Równie ważne, jak wsparcie materialne i tworzenie warunków pracy dla ludzi kultury, jest zapewnienie politycznego wsparcia dla ochrony kultury i dziedzictwa na Ukrainie. Polska od samego początku wojny czynnie wyraża swoje poparcie dla apelu ministra Tkaczenki o nałożenie sankcji na Rosję w dziedzinie kultury i ograniczenie jej aktywności międzynarodowej w tym wymiarze, opowiadając się m.in. za pozbawieniem Rosji członkostwa w UNESCO, wstrzymaniem się od wszelkiej współpracy z przedstawicielami świata kultury Federacji Rosyjskiej, a także prezentacji dzieł kultury rosyjskiej i rosyjskich twórców w przestrzeni publicznej.
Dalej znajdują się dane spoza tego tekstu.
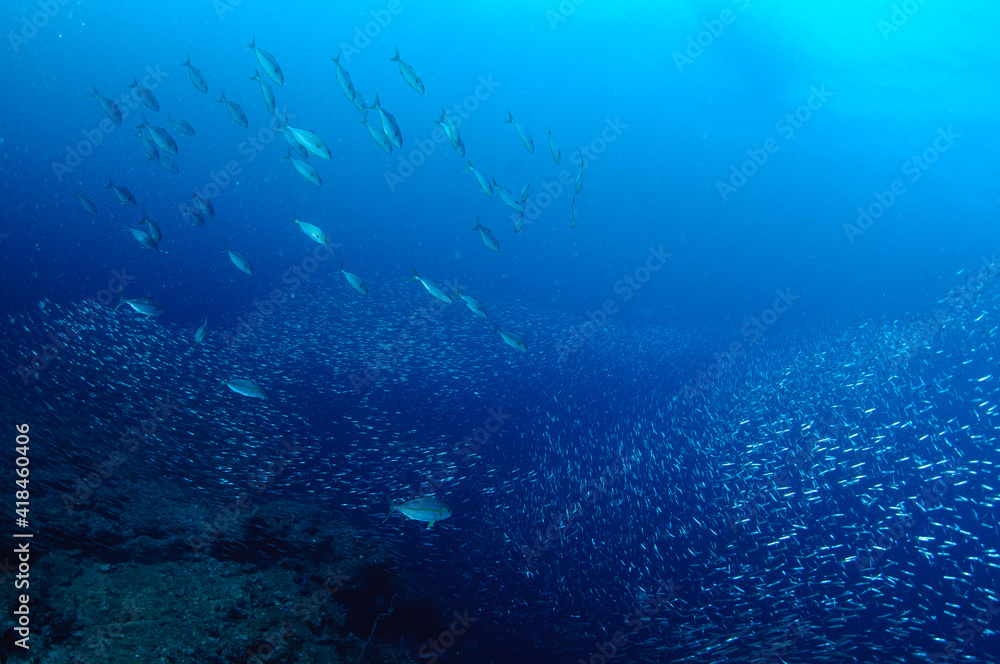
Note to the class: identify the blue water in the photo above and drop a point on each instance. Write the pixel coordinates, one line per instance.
(830, 112)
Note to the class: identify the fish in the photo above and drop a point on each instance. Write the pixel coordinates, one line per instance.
(354, 280)
(304, 169)
(267, 63)
(124, 195)
(160, 136)
(427, 509)
(196, 78)
(109, 107)
(315, 233)
(510, 338)
(239, 260)
(245, 387)
(508, 197)
(472, 303)
(146, 306)
(235, 112)
(529, 144)
(378, 135)
(143, 238)
(154, 227)
(310, 141)
(486, 235)
(388, 124)
(409, 75)
(266, 91)
(148, 146)
(167, 164)
(181, 126)
(145, 95)
(201, 332)
(434, 289)
(203, 204)
(87, 204)
(483, 182)
(344, 81)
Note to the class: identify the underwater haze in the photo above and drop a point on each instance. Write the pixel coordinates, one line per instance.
(578, 331)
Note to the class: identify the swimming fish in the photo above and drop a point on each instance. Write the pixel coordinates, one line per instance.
(434, 289)
(486, 235)
(145, 95)
(146, 306)
(266, 91)
(247, 388)
(554, 149)
(124, 195)
(235, 112)
(304, 169)
(472, 303)
(354, 280)
(409, 75)
(313, 232)
(239, 260)
(109, 106)
(160, 136)
(512, 339)
(427, 509)
(201, 332)
(267, 63)
(529, 144)
(196, 78)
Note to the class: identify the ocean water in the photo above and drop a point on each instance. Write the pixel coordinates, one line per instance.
(729, 397)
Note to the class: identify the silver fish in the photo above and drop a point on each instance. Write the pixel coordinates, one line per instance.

Wspólnie z państwami bałtyckimi Polska prowadzi działania na rzecz zablokowania szerzenia rosyjskiej propagandy za pośrednictwem platform satelitarnych, których operatorzy mają siedzibę na terytorium Unii Europejskiej.
.Wobec bezpodstawnej rosyjskiej agresji na Ukrainę naszym obowiązkiem jest sprzeciw i bezinteresowna solidarność, a szeroko zakrojona pomoc dla Ukraińców jest warunkiem sine qua non przywrócenia bezpieczeństwa i pokoju w naszej części świata. To nasz cywilizacyjny obowiązek wobec naszych sąsiadów i wobec przyszłych pokoleń, ale także wobec naszej kultury, której dziś broni stawiająca opór barbarzyńskiej Rosji Ukraina.